"This is a great moment," Atkinson said, lifting the muzzle of the revolver. "When I squeeze the trigger, it'll be like blowing the lock off a prison door. I'll go yelling to the others, and we'll smash down the whole goddamned place. We'll smash it down, so we'll have to rebuild it. We'll pull apart every robot you've got. We'll tear apart the food lockers and have a celebration for a week, and when we've gotten sick from too much food, we'll start growing some more with our own hands. We'll make forges for the men and looms for the women. We'll burn our clothes and make new ones. We'll grow corn in the fields. We'll pump water from the ground. You're finished, Loveral."

Loveral stared at the revolver. "George," he said, pleading. "The plans. The beautiful, beautiful plans. All of you, you all wanted peace and contentment. Time to think and dream. You all wanted to get away from the work and the worry and the responsibility. You—"

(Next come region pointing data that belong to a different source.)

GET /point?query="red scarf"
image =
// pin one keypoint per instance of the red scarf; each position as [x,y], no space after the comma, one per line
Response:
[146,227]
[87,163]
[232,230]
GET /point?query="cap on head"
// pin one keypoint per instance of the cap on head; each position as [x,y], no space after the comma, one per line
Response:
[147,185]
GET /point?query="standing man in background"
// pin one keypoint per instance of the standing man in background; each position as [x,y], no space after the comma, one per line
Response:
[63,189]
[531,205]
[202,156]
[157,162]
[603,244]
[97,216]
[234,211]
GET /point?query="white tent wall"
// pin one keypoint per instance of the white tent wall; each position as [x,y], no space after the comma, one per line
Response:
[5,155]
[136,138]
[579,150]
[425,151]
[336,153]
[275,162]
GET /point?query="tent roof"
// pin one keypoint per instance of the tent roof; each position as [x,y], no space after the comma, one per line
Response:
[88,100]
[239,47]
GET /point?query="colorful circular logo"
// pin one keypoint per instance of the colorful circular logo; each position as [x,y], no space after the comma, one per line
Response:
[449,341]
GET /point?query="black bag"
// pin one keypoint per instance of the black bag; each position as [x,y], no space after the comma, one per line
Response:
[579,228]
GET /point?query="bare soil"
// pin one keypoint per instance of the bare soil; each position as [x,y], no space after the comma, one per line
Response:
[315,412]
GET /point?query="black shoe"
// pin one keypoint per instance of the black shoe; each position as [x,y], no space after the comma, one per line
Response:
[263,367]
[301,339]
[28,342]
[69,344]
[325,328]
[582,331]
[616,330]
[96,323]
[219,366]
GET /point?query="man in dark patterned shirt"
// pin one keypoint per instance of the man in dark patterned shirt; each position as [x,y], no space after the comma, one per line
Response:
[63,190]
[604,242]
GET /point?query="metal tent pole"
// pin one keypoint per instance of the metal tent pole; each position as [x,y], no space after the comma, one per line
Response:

Atkinson fired the gun into Loveral's stomach.

Loveral gestured at the air and fell to his knees. Atkinson threw his gun through a window and grabbed his wife by the hand. "Hurry!" he said, laughing. "Hurry!"

Loveral felt of the blood on his shirt and rested on his knees. He could hear footsteps, racing through the house and out to the yard. He held out his bloody hand and looked at it. Atkinson's voice pealed through the warm clear air. "He's dead! Loveral's dead!"

There was a sound of sudden activity, and everywhere went the cry, "Loveral's dead!"

Loveral sank to his haunches and opened his lips. The blood was there, too. He could hear the shouts and the laughter, and then the tearing of steel, the smashing of glass. He bent over his knees, trembling with a sudden chill. The sound of destruction grew like thunder. "Why?" he said in his dying throat. "Oh, why? It was what they said they wanted."